Mrs. Mering ignored her. “On the river?” she said, and her stare was pure liquid nitrogen. “Are you some sort of bargeman?”

“No, ma’am,” Terence said. “I’m an undergraduate. Second year. At Balliol.”

“Oxford!” Colonel Mering snorted. “Bah!”

It looked like we were going to be tossed out on our ears in another couple of minutes, which might not be a bad thing, considering the way Tossie was carrying on about Terence. I wondered if this was some part of the continuum’s correcting itself now that “pwecious Juju” had been safely returned. I hoped so.

I also hoped I would get a chance to talk to Verity before we were shown the gate. Since that first delighted look, she hadn’t even glanced at me, and I needed at least to know what she’d found out from T.J. and Mr. Dunworthy, if anything.

“Do they teach you to break into people’s homes at Oxford?” Mrs. Mering said.

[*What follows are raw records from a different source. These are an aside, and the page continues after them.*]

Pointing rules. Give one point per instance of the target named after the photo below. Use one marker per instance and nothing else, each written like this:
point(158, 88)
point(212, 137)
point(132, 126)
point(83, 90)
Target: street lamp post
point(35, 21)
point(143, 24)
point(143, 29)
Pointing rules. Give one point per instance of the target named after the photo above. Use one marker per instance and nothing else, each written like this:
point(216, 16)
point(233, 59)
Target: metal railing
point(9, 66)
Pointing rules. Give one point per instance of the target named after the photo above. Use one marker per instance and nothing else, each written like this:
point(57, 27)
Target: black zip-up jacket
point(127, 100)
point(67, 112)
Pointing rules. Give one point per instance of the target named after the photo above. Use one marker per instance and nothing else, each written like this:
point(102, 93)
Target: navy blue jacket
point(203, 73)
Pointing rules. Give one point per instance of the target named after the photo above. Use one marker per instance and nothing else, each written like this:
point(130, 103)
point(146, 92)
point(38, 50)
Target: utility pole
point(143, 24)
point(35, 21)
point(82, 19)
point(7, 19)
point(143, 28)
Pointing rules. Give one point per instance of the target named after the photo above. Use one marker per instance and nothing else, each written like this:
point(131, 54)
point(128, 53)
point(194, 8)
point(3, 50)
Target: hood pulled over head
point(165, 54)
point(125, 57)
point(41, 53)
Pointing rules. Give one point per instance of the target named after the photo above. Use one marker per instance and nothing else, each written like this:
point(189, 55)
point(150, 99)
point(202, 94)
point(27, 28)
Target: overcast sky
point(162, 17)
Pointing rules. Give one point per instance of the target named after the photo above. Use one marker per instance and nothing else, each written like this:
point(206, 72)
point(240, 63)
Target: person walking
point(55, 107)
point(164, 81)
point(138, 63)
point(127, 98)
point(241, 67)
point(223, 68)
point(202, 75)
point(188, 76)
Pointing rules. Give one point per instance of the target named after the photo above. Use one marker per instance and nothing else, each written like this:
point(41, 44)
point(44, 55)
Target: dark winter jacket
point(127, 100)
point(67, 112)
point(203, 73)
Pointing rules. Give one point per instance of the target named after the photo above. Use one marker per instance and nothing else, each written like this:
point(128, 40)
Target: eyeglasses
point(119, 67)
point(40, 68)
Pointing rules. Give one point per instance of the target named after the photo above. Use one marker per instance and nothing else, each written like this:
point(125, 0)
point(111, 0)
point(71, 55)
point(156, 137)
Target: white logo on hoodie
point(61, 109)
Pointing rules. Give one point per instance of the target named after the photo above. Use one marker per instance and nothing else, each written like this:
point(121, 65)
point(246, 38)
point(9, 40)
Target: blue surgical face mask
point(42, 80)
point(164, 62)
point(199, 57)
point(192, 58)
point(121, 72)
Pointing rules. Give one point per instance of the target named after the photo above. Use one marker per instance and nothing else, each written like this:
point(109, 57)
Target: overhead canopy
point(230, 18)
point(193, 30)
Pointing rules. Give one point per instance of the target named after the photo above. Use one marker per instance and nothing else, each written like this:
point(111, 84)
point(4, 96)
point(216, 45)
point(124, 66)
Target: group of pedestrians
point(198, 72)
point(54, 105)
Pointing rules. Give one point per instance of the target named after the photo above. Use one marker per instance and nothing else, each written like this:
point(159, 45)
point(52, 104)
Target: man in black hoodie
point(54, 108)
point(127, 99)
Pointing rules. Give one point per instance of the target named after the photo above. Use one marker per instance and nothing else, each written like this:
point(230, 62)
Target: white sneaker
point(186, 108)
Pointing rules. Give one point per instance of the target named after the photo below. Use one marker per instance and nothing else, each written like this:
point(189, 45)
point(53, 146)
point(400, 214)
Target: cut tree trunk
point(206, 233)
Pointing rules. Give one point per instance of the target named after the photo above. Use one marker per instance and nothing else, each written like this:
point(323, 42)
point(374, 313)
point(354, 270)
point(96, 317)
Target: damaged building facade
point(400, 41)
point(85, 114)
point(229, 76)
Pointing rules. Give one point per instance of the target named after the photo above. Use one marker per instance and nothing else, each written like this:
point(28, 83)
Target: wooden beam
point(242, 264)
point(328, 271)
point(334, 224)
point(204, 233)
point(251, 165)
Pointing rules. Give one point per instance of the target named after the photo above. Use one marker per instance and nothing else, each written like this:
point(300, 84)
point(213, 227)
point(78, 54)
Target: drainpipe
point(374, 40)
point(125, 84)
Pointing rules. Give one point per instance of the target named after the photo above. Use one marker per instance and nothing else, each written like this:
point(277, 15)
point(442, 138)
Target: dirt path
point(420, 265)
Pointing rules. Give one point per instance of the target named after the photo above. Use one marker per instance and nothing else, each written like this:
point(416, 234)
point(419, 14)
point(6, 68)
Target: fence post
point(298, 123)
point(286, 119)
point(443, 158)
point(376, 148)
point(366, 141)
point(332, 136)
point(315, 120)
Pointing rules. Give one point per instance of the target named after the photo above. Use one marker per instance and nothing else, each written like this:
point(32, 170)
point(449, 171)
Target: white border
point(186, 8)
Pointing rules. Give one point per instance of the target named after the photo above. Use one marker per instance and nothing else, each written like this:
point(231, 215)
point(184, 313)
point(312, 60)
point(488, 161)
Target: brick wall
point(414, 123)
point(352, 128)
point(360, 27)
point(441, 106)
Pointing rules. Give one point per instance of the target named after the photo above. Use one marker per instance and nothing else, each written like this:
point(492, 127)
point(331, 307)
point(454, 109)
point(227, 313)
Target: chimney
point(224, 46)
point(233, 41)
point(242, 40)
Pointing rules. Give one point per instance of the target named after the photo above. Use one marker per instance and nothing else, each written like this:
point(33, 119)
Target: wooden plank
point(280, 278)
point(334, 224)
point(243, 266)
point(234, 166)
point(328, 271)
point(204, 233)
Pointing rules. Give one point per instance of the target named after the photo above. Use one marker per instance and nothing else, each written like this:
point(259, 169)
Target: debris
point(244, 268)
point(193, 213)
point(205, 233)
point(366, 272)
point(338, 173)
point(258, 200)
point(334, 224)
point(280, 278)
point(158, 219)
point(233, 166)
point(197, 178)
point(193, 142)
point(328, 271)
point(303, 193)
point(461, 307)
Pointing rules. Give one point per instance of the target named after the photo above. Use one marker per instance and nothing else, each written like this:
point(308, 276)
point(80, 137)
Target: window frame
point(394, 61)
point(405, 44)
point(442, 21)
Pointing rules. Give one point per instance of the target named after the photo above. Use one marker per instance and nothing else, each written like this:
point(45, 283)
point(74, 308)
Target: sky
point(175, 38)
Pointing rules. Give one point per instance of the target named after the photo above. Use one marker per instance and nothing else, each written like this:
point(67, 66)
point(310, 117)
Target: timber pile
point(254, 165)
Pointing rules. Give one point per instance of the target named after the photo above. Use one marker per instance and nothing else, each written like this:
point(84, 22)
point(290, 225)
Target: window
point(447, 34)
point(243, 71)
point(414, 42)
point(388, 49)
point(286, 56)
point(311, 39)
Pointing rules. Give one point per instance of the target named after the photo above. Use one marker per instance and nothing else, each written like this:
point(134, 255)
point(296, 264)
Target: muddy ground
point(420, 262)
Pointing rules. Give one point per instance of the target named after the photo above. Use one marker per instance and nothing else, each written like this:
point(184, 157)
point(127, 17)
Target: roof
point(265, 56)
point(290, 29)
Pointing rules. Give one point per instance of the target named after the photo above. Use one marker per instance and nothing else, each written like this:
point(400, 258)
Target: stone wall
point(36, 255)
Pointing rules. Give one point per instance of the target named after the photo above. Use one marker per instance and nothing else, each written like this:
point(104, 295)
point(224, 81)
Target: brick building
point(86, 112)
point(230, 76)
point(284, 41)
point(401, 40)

“N-no,” Terence stammered. “You said, ‘Enter.’ ”

“I was speaking to the spirits!” she said stiffly.

“Suppose you’re studying some damned modern subject,” Colonel Mering said.

“No, sir. Classics, sir. This is my tutor, Professor Peddick.”

“We didn’t mean to intrude like this,” Professor Peddick said. “These young gentlemen were kindly taking me downriver to Runnymede when—”

But the temperature had risen sharply, and the Colonel was smiling, or I thought he was, under his white mustache. “Not Professor Arthur Peddick? Wrote, ‘On the Physical Characteristics of the Japanese Shubunkin’?”

Professor Peddick nodded. “Have you read it?”

“Read it? Wrote you only last week about my globe-eyed nacreous ryunkin,” the Colonel said. “Astonishing coincidence, your showing up like this.”